When you first started your business, it was important to create the business you wanted—from the culture to the size to the type of customer. Now that you’ve been at it for some time, whether for months or for decades, it’s just as important to create the future you want…beyond your business.
It might seem strange, but developing an exit strategy should be one of your first considerations since the business you are spending your life building might become your largest asset. If you want it to fund your retirement and to ultimately stop working, you may need to liquidate your investment.
To prepare to one day sell your business, it needs to be able to operate without you, and it’s never too early to start thinking about how to accomplish this goal. It means something you’ve probably heard at NAWBO quite a few times before: “Work on your business, not in it.” Have an entrepreneurial mindset, not an employee mindset.
A few ways to accomplish this goal are:
- Regularly block out time for strategic thinking
- Focus on your long-term vision
- Make sure your team shares your “big picture” perspective
- Hire the right people who can run the day-to-day
- Delegate and empower your team ongoing
- Automate your business as much as possible
- Monitor customer expectations and satisfaction
- Keep communication lines open and strong
Also consider this: If and when the time comes to sell your business, market conditions will affect your ability. You might want to build flexibility into your retirement plan so you can sell your stake during a strong market or work longer if a recession hits. You definitely want to avoid a distress sale that will impact your ability to sell at a premium.
If you’d rather go a more traditional route other than using your business to fund the future you want—like a 401(k) or IRA—there are options too. Our corporate partner Fidelity Investments recommends, for instance, pooled employer plans designed specifically for small businesses with simple plan choices and fewer administrative burdens.
Another option is a savings incentive match plan for employees, or SIMPLE IRA, available to small businesses. In 2022, employees can defer up to $14,000 of their salary, pretax, and those who are 50 or older can defer even more by taking advantage of a catch-up contribution.

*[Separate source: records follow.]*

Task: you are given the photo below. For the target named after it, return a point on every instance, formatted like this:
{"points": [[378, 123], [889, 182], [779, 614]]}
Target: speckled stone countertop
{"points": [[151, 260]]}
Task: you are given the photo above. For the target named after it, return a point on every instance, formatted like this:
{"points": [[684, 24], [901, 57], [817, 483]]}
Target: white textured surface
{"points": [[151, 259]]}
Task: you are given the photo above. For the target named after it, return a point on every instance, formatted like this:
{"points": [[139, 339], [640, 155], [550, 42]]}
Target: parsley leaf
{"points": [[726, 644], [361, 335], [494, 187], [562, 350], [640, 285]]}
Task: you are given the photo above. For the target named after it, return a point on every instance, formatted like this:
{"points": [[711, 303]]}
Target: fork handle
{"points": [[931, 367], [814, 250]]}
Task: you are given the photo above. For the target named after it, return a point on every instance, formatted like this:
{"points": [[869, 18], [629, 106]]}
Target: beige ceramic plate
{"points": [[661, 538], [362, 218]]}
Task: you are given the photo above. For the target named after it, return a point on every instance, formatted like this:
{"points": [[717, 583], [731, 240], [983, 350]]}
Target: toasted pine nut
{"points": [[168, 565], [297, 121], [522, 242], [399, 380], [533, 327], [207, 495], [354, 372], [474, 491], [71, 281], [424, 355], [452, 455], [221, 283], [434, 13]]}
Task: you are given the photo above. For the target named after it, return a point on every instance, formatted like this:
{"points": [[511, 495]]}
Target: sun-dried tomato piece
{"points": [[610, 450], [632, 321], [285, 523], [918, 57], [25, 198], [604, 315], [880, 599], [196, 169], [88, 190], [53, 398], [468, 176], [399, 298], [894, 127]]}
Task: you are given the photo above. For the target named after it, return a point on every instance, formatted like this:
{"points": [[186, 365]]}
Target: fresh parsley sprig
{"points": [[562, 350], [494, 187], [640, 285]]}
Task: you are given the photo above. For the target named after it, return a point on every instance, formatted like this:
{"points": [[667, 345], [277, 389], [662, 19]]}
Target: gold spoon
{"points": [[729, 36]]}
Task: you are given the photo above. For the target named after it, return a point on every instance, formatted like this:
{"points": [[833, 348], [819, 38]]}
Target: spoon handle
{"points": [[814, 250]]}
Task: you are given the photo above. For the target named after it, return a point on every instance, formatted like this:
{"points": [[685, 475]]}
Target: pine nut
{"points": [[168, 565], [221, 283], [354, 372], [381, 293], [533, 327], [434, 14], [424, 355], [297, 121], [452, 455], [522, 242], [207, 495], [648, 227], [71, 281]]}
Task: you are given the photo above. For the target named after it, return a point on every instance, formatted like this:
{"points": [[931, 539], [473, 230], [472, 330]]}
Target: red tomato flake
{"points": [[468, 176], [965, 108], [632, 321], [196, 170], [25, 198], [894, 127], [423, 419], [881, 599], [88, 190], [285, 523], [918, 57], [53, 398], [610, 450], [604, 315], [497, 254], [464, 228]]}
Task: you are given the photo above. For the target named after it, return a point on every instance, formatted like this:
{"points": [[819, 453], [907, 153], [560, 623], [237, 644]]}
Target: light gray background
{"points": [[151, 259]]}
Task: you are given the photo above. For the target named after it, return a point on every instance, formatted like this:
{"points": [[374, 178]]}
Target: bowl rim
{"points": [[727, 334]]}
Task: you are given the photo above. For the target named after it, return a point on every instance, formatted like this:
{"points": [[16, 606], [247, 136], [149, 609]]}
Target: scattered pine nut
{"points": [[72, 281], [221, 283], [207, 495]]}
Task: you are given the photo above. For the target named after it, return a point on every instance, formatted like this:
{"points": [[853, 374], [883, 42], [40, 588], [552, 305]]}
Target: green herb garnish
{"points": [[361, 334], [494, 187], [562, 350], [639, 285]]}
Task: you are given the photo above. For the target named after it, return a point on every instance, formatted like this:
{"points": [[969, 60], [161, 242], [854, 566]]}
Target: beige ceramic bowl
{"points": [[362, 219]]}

A simplified employee pension, or SEP, is another type of IRA to which small business owners and their employees can contribute. Almost any small business can establish a SEP, and each year, you can decide how much to contribute, so you aren’t locked into making a contribution if your business has a down year. You are also considered an employee and can contribute to your own account
As a business owner, it’s hard to think about one day retiring and exiting the business you built and love. In fact, many say they don’t ever want to fully retire. Still, planning for the future you want is a good idea because it puts you in control; it gives you options for whatever path you choose beyond your business.